How are EMBL events attracting science’s bright sparks?

We are one of the leading providers of courses and conferences in the world. All our speakers are scientists with an international reputation who are at the top of their field. Seven Nobel laureates will be speaking at conferences in 2019. For example, three winners of the Nobel Prize — William E. Moerner, Stefan Hell and Steven Chu — will be speaking at the symposium in October, ‘Seeing is Believing — Imaging the Molecular Processes of Life’. Our events cover cutting-edge topics offering researchers the opportunity to hear about the latest findings and ideas. In fact, we actively encourage speakers to present their latest unpublished results. The atmosphere at our events is outstanding and the Advanced Training Centre in Heidelberg is purpose-built and architecturally stunning. Poster sessions are held in the part of the building that mimics the DNA double helix and we have enough space so that posters can stay up during the whole conference. Our conferences host up to 500 people, attract a very international audience and provide a lot of time for networking.

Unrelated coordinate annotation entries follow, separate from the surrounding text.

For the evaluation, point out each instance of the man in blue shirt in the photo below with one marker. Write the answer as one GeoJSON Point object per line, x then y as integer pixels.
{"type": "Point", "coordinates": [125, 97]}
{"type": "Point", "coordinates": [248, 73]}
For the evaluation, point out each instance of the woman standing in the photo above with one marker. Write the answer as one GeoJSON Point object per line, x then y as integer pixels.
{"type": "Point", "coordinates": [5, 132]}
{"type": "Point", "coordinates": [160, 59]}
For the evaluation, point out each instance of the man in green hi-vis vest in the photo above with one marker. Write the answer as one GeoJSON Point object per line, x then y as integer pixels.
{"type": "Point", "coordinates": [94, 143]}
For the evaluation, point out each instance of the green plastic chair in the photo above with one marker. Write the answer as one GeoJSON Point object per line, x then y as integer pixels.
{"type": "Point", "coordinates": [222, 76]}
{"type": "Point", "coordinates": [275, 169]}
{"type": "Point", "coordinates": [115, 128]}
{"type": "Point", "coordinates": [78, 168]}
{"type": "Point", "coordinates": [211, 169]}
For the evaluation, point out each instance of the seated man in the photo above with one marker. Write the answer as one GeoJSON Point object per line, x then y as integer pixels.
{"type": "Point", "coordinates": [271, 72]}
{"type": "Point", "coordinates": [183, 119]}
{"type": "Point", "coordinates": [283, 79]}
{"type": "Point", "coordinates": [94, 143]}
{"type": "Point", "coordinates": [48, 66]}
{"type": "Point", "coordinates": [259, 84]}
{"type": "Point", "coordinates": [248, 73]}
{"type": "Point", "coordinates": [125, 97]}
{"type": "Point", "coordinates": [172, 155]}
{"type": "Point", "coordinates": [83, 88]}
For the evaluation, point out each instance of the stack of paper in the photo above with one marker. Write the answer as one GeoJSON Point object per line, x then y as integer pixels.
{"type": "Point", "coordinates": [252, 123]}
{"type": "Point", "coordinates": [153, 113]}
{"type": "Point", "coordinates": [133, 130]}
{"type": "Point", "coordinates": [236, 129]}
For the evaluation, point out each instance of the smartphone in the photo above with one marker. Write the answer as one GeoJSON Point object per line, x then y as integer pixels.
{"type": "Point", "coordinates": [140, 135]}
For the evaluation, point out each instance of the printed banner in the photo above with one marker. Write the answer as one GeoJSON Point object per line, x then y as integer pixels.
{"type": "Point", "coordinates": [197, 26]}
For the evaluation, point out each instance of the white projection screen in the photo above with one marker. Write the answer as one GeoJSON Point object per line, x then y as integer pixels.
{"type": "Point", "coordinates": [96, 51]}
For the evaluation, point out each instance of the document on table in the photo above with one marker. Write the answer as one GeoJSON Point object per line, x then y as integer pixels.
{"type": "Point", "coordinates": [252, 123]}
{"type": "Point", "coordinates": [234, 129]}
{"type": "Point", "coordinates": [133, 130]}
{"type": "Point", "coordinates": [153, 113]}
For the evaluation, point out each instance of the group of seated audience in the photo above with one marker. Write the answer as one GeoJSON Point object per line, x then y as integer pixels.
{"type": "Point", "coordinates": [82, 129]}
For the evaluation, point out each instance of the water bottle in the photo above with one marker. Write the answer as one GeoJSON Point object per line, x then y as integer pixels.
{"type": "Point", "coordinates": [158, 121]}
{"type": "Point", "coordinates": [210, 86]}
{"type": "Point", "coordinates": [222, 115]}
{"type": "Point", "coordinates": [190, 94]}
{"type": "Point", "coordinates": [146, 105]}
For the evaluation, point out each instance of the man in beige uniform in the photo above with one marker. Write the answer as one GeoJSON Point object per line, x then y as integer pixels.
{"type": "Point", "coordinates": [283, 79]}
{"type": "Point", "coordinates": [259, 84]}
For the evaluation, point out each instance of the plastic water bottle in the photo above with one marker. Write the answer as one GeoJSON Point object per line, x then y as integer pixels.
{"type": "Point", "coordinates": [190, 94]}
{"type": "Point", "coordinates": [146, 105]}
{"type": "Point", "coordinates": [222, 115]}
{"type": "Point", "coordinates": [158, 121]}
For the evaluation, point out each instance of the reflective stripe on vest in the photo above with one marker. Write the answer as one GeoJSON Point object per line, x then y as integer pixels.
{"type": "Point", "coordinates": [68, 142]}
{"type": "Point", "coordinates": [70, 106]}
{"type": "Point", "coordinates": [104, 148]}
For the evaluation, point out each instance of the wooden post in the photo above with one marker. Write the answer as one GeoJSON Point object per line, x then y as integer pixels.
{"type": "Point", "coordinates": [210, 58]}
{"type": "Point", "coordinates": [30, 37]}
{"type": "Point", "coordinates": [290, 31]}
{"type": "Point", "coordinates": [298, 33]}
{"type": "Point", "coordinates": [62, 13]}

At many of our conferences we offer speed-networking sessions giving researchers the opportunity to make connections with a large number of people at the beginning of the meeting. In addition, we have an excellent operational support that makes sure the events run smoothly.

How can people benefit from training?

Training broadens your horizon — sparking learning that goes far beyond what is published in the literature. Bringing together researchers from different disciplines leads to innovative thinking and creates synergies. Today, more than ever, science advances through the exchange of knowledge, concepts and ideas. Our courses are cutting-edge, giving researchers hands-on experience with the latest techniques and tools. They are also designed so that you learn while doing and can easily apply the techniques you’ve learnt once you are back in your own lab.